Guns may have fallen silent in Gaza, but for Mahmoud Abu Dalfa, the agony is not over. He is desperately searching for the bodies of his wife and five children trapped under the rubble of his house since the early months of the war.

Abu Dalfa's wife and children were among 35 of his extended family who were killed when an Israeli air strike hit the building in Gaza City's Shejaia suburb in December 2023, he said. As bombs continued to fall, only three bodies were retrieved.

"My children are still under the rubble. I am trying to get them out... The civil defence came, they tried, but the destruction makes it difficult. We don't have the equipment here to extract martyrs. We need excavators and a lot of technical tools," Abu Dalfa said.

"My wife was killed along with all my five children - three daughters and two sons. I had triplets," he said.

Burials are usually carried out within a few hours of death in Muslim and Arab communities, and failure to retrieve bodies and ensure dignified burials is agonising for bereaved families.

"I hope I can bring them out and make them a grave. That's all I want from this entire world. I don’t want them to build me a house or give me anything else. All I want is a grave for them - to get them out and make them a grave," said Abu Dalfa.

The Palestinian Civil Emergency Service and medical staff have recovered around 200 bodies since the ceasefire between Hamas and Israel came into effect on Sunday, halting a 15-month brutal war that has killed more than 47,000 Palestinians in Gaza.

RelatedAmid truce, under rubble: Search for missing begins in Gaza

'There is no grave for him'

Mahmoud Basal, the head of the service, said extraction operations have been challenged by the lack of earth-moving and heavy machinery, adding that Israel had destroyed several of their vehicles and killed at least 100 of their staff.

Basal estimates the bodies of around 10,000 Palestinians killed by Israel are yet to be found and buried.

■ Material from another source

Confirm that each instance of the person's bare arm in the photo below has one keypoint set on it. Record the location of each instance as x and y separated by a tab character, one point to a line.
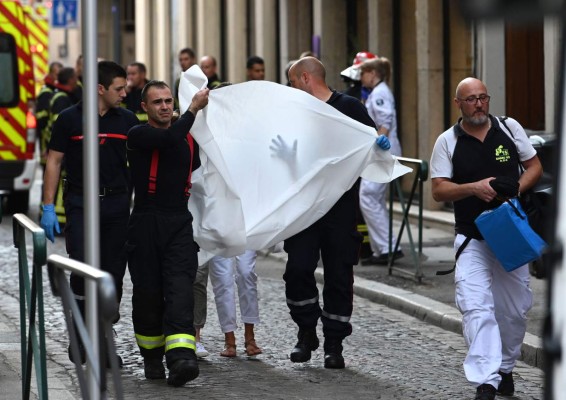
51	176
443	189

A UN damage assessment released this month showed that clearing over 50 million tonnes of rubble left in the aftermath of Israel's bombardment could take 21 years and cost up to $1.2 billion.

Like Abu Dalfa, thousands of Gaza's 2.3 million residents are searching for the bodies of relatives either missing under the rubble or buried in mass graves during Israeli brutal attacks.

Rabah Abulias, a 68-year-old father who lost his son Ashraf in an Israeli attack, wants to give his son a proper grave.

"I know where Ashraf is buried, but his body is with dozens of others, there is no grave for him, there is no tombstone that carries his name," he said via a chat app from Gaza City.

"I want to make him a grave, where I can visit him, talk to him and tell him I am sorry I wasn't there for him."